Listen, I was up until the wee hours of the morning listening to JAY-Z’S 4:44. Confession: I have not always been the biggest JAY-Z fan, now that that’s out of the way. It still didn’t stop me from being able to appreciate a solid piece of work.
There is a schism in rap culture. Mumble/youthful rappers challenging the status quo, and in my opinion the art of rap itself. Some argue its simply progression in the art of rap, others not so much. JAY-Z addresses this on Family Feud. At the end of the day, they both can coexist, but respect is due to the elders of the rap community. Rap artist must get back to telling meaningful stories and showing the progression in the lives through their craft; along with not just entertaining but also educating its fans using their huge platform of influence.

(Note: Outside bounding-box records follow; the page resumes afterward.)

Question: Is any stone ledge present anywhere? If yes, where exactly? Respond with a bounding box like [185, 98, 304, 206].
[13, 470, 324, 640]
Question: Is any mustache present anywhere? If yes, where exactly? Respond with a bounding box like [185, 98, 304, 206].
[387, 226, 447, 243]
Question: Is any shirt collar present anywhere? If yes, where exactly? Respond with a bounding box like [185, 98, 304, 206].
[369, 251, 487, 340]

JAY-Z’S 4:44 touched on so many pressing issues that impact blacks. On the tracks, The Story of OJ, Legacy and Mercy Me, and Smile, he visits issues such as debt, generational wealth, two parent households, infidelity, economic empowerment, property investments, non traditional investments, supporting a parent’s decision to “come out” and internal racial divides. The album is a full body of work detailing the woes and highlighting the accomplishments.

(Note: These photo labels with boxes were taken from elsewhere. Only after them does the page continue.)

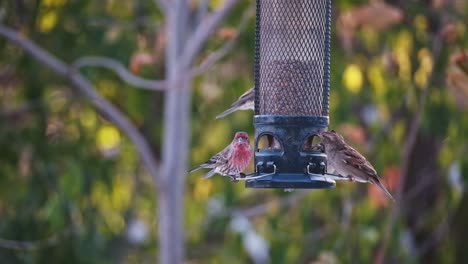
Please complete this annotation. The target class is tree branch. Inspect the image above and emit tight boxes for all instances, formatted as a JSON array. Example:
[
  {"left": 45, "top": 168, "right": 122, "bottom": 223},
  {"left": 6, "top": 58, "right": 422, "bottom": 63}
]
[
  {"left": 73, "top": 56, "right": 167, "bottom": 91},
  {"left": 0, "top": 25, "right": 159, "bottom": 186},
  {"left": 180, "top": 0, "right": 238, "bottom": 67},
  {"left": 73, "top": 7, "right": 255, "bottom": 91},
  {"left": 190, "top": 6, "right": 255, "bottom": 76}
]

Many may get caught in trying to make the connection with Beyonce’s Lemonade album, understandably so. However, I would encourage listeners to not get stuck there, because there are plenty more gems on 4:44. One thing I do admire about JAY -Z and Bey, is their ability to control the narrative surrounding their marriage. They only reveal to you what they want you to know. Many couples can take a cue from them. In the day of social media, too many are so eager to blast and drag their significant other using it.

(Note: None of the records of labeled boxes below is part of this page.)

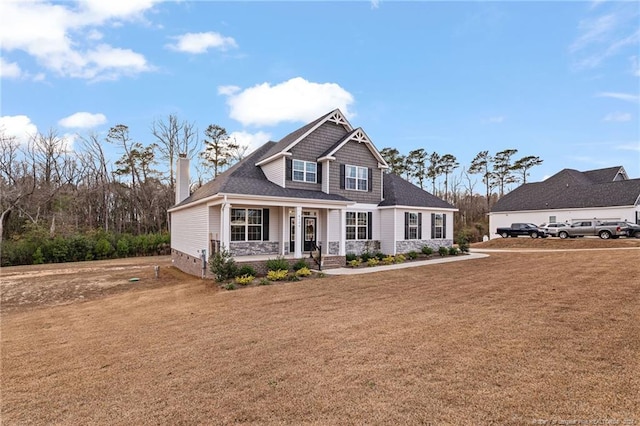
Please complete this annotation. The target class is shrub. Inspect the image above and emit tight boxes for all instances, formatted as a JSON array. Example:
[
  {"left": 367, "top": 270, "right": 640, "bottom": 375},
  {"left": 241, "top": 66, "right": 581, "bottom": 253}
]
[
  {"left": 267, "top": 269, "right": 289, "bottom": 281},
  {"left": 33, "top": 247, "right": 44, "bottom": 265},
  {"left": 380, "top": 256, "right": 394, "bottom": 265},
  {"left": 345, "top": 253, "right": 358, "bottom": 263},
  {"left": 293, "top": 259, "right": 309, "bottom": 271},
  {"left": 209, "top": 247, "right": 238, "bottom": 282},
  {"left": 94, "top": 237, "right": 113, "bottom": 259},
  {"left": 236, "top": 265, "right": 258, "bottom": 277},
  {"left": 296, "top": 266, "right": 311, "bottom": 277},
  {"left": 234, "top": 274, "right": 255, "bottom": 285},
  {"left": 347, "top": 259, "right": 362, "bottom": 268},
  {"left": 267, "top": 256, "right": 289, "bottom": 271}
]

Hats off to the JAY-Z, for keeping the culture intact and demontrating why so many of us fell in love with hip hop in the first place. Masterful production, tight bars, clarity, and the ability to take us places mentally with the press of the play button! Using his enormous platform to drop some much needed knowledge. Now it makes perfect sense why record execs are in no rush to sign rappers that actually have something to say. There to busy getting rich off of ignorance. Imagine them using their wealth to spread knowledge via rap artist to young and impressionable black and brown kids. Yea, I couldn’t imagine it either! Take care beautiful people!